Canadian Foreign Affairs Minister François-Philippe Champagne spoke to his Iranian counterpart late last night, pressing him to grant Canadian officials immediate access to the site of the fatal Ukraine International Airlines plane crash that killed all 176 people aboard, including at least 63 Canadians.
Most of the passengers on the Kyiv-bound flight PS752, which crashed minutes after takeoff from Tehran’s Imam Khomeini International Airport, were connecting to Canada, according to Prime Minister Justin Trudeau.
There were 82 Iranians, 63 Canadians and 11 Ukrainians on board, along with 10 Swedish, four Afghan, three German and three British citizens, according to Ukrainian officials.

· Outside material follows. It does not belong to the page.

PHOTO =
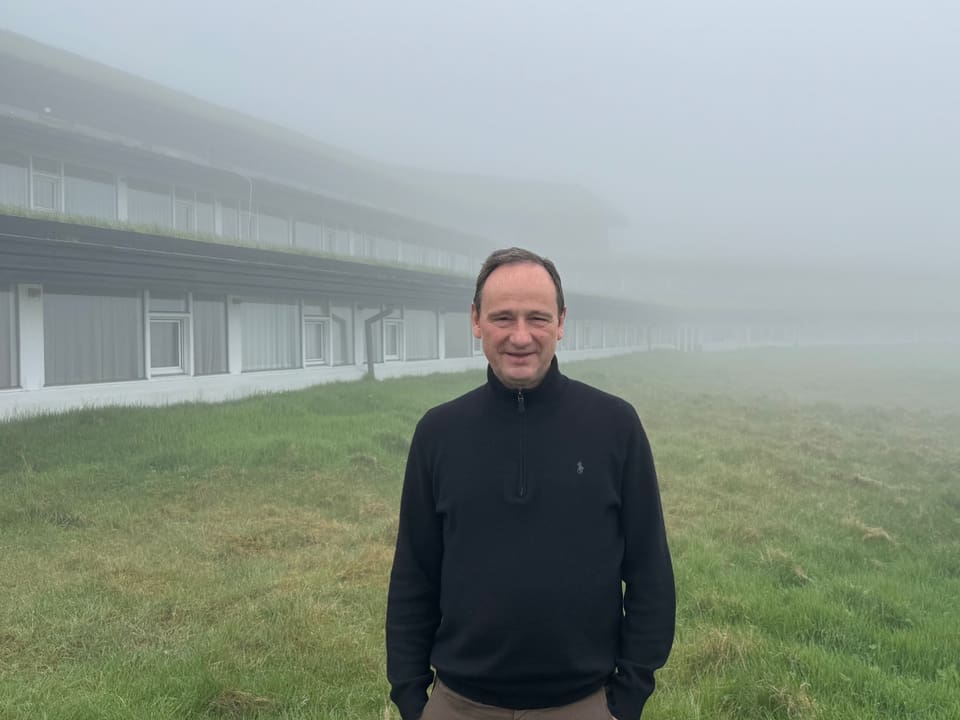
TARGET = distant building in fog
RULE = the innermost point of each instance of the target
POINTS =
(155, 248)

But 138 of the passengers on the doomed flight were connecting to Canada.
Champagne and Iranian Minister of Foreign Affairs Mohammad Javad Zarif exchanged condolences for the victims of the crash from both countries, according to the readout of the call released by Global Affairs Canada.
‘Canadians have many questions’
“Minister Champagne stressed the need for Canadian officials to be quickly granted access to Iran to provide consular services, help with identification of the deceased and take part in the investigation of the crash,” the readout said.
Canada’s efforts to offer consular services to the families of the victims and monitor the investigation are hampered by the fact that Ottawa cut diplomatic ties with Tehran in 2012 and shuttered its embassy in Iran.
Champagne said that “Canada and Canadians have many questions which will need to be answered,” according to the readout.
The rare phone call with Zarif came as Ukrainian President Volodymyr Zelenskiy called on the international community and Canada, in particular, to join the investigation into the circumstances of the crash.
It also came as Ukrainian officials announced that one of the hypotheses that they are looking at is the possibility that airplane was shot down accidentally by the Iranian military, which was on high alert after firing a salvo of short-range ballistic missiles at two Iraqi bases housing U.S. and allied forces just hours before the plane went down.
Oleksiy Danylov, secretary of Ukraine’s national security council, said in a Facebook post that investigators are looking into possibility that the aircraft was struck by a Russian-made Tor anti-aircraft missile after unconfirmed reports that elements of the missile were spotted in the wreckage of the plane.
Other hypotheses include a collision with an unmanned drone, an engine explosion or terrorism, Danylov wrote on his Facebook page.
‘Too early to speculate’
Speaking to reporters in Ottawa alongside Trudeau on Wednesday, Transport Minister Marc Garneau, a former Canadian astronaut, said preliminary analysis of satellite data suggest the aircraft took off normally, but officials lost contact with the flight almost immediately after.
That suggests “something very unusual happened,” he said.
Trudeau said he cannot rule out that the plane was shot down.
However, both Garneau and Trudeau said it would be inappropriate to speculate about the causes of the crash.
“It is too early to speculate,” Trudeau said. “I would encourage people not to speculate.”
Transport Canada Civil Aviation officials are in communication with safety and security partners including the U.S. Federal Aviation Administration, the U.S. Transportation Security Administration, the Transportation Safety Board of Canada, Public Safety Canada and the International Civil Aviation Organization, Frédérica Dupuis, a spokesperson for Transport Canada, told Radio Canada International.
“The department is also offering technical assistance and expertise to Ukraine officials in the areas of aircraft design (e.g. certification engineers and test pilots), maintenance (e.g. engineers and aircraft maintenance engineers) and flight operations (e.g. pilots) to assist in its investigation,” she said in an emailed statement.
Canada’s Transportation Safety Board (TSB) announced Wednesday that it has appointed an expert who will receive and review factual information released by Iran and monitor the progress of the investigation.
“The TSB remains available to provide any technical assistance requested by Iranian and Ukrainian accident investigation bodies,” the agency said Wednesday.